Exactly as it sounds, you get sick from the building you’re inside. World Health Organization has documented “mucous membrane irritation (eye, nose, and throat irritation), neurotoxic effects (headaches, fatigue, and irritability), asthma and asthma-like symptoms (chest tightness and wheezing), skin dryness and irritation, gastrointestinal complaints” as some of the symptoms.

Indoor Air Quality has become a buzzword of sorts, and you often hear about it referred to as IAQ. It’s not quite a public health issue, but it can be a concern when you throw poor outdoor air quality into the mix. The EPA uses its Air Quality Index (AQI) to measure outdoor pollution.

EPA's Air Quality Index chart

At the same time, even when AQI levels are within a healthy range, there are plenty of nasty Volatile Organic Compounds (VOCs) ready to make your life a lot less pleasant inside.
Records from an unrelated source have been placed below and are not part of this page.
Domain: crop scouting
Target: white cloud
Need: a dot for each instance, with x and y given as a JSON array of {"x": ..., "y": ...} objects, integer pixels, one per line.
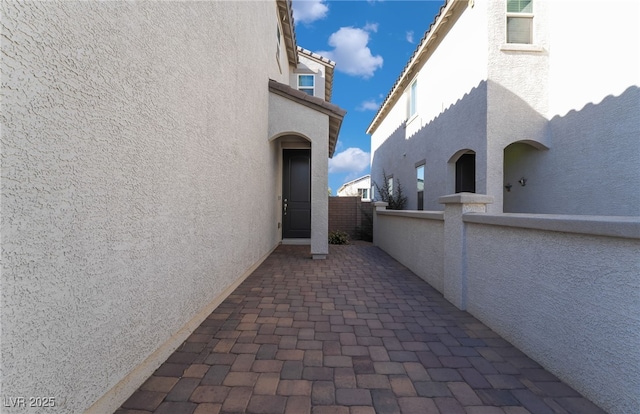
[
  {"x": 368, "y": 105},
  {"x": 351, "y": 54},
  {"x": 351, "y": 160},
  {"x": 308, "y": 11},
  {"x": 371, "y": 27},
  {"x": 410, "y": 36}
]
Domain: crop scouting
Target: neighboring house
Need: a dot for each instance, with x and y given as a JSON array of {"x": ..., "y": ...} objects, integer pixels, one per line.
[
  {"x": 360, "y": 187},
  {"x": 153, "y": 154},
  {"x": 506, "y": 98}
]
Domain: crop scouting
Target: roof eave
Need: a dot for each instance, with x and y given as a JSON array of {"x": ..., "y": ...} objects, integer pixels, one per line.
[
  {"x": 334, "y": 112},
  {"x": 286, "y": 16}
]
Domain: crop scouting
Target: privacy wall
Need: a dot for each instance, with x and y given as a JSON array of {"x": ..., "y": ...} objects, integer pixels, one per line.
[{"x": 563, "y": 289}]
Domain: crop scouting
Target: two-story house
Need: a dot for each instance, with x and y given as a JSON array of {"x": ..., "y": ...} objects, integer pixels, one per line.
[
  {"x": 532, "y": 102},
  {"x": 153, "y": 154}
]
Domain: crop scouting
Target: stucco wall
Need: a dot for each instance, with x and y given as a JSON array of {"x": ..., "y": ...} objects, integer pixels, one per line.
[
  {"x": 286, "y": 118},
  {"x": 591, "y": 167},
  {"x": 124, "y": 145},
  {"x": 570, "y": 301},
  {"x": 415, "y": 239},
  {"x": 563, "y": 289},
  {"x": 555, "y": 94},
  {"x": 451, "y": 113}
]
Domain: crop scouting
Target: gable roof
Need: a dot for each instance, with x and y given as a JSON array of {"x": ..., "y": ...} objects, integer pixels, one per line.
[
  {"x": 329, "y": 64},
  {"x": 335, "y": 113},
  {"x": 285, "y": 12},
  {"x": 417, "y": 59}
]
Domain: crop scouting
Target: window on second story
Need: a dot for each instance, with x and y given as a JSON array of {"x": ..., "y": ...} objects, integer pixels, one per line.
[
  {"x": 520, "y": 21},
  {"x": 420, "y": 186},
  {"x": 412, "y": 106},
  {"x": 306, "y": 84},
  {"x": 279, "y": 36}
]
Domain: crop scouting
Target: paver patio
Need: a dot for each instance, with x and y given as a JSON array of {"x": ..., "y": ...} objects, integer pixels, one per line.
[{"x": 356, "y": 333}]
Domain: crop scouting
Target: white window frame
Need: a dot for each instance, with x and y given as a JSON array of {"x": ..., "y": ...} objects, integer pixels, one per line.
[
  {"x": 519, "y": 15},
  {"x": 312, "y": 89}
]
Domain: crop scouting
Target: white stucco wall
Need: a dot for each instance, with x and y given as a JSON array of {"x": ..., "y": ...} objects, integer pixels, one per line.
[
  {"x": 563, "y": 289},
  {"x": 290, "y": 118},
  {"x": 415, "y": 239},
  {"x": 451, "y": 114},
  {"x": 352, "y": 188},
  {"x": 124, "y": 144},
  {"x": 569, "y": 301},
  {"x": 592, "y": 105},
  {"x": 599, "y": 56}
]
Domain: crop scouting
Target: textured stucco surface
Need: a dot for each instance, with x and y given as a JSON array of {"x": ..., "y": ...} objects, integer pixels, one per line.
[
  {"x": 570, "y": 301},
  {"x": 566, "y": 295},
  {"x": 134, "y": 189},
  {"x": 562, "y": 112},
  {"x": 416, "y": 241},
  {"x": 451, "y": 87},
  {"x": 288, "y": 118}
]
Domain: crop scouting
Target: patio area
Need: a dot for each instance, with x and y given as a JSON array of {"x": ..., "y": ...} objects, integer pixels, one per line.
[{"x": 356, "y": 333}]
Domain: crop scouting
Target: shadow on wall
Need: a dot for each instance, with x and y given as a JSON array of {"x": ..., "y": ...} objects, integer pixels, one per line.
[
  {"x": 461, "y": 126},
  {"x": 591, "y": 167}
]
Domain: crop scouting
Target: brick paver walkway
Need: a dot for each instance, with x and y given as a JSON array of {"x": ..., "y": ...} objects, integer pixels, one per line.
[{"x": 356, "y": 333}]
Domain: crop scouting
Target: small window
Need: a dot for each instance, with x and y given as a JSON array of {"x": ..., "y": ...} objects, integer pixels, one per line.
[
  {"x": 420, "y": 186},
  {"x": 520, "y": 21},
  {"x": 413, "y": 99},
  {"x": 306, "y": 84},
  {"x": 279, "y": 36}
]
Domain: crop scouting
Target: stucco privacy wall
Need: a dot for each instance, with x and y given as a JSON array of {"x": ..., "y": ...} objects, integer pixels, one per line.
[
  {"x": 415, "y": 239},
  {"x": 124, "y": 145},
  {"x": 286, "y": 118},
  {"x": 564, "y": 289},
  {"x": 570, "y": 301}
]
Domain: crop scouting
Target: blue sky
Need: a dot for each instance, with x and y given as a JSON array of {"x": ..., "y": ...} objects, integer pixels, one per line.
[{"x": 371, "y": 42}]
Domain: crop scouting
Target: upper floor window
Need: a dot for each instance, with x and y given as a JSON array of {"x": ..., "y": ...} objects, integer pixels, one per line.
[
  {"x": 420, "y": 186},
  {"x": 520, "y": 21},
  {"x": 413, "y": 99},
  {"x": 306, "y": 83},
  {"x": 278, "y": 36}
]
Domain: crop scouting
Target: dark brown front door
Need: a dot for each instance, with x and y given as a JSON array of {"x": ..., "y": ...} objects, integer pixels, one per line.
[{"x": 296, "y": 194}]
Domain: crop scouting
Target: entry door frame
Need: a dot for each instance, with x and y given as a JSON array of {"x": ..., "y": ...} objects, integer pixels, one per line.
[{"x": 296, "y": 198}]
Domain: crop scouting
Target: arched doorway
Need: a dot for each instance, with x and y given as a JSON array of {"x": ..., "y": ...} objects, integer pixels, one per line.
[{"x": 466, "y": 173}]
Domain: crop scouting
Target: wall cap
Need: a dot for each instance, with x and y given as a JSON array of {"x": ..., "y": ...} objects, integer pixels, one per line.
[
  {"x": 610, "y": 226},
  {"x": 425, "y": 215},
  {"x": 466, "y": 198}
]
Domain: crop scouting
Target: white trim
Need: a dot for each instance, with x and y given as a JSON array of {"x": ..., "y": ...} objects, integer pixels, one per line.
[
  {"x": 521, "y": 47},
  {"x": 306, "y": 88}
]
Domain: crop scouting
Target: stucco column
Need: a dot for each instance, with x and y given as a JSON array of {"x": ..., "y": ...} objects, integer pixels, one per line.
[
  {"x": 455, "y": 268},
  {"x": 377, "y": 206}
]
VOCs come in all sorts of forms: paints contain things like aliphatic hydrocarbons, ethyl acetate, glycol ethers, and acetone; formaldehyde (yes, what they use to embalm bodies) can be found not only in paint but also in ceiling tiles and adhesives; benzene, a known carcinogen, can be found in cigarette smoke and smoke from a wood burning fire.

What's one to do?

As a home wellness company, we could just tell you to regularly replace your air filters with a subscription service (because they really do help). But we won't just leave it at that. There are three easy items to run through that you can do to improve your home's IAQ so you really can escape the pollen this Spring.

Deal with smoke

Smoke that can contribute to a lower IAQ is all around us. Even if you aren't a smoker, cooking produces smoke. So do candles and incense. If you have a fireplace, that produces smoke too.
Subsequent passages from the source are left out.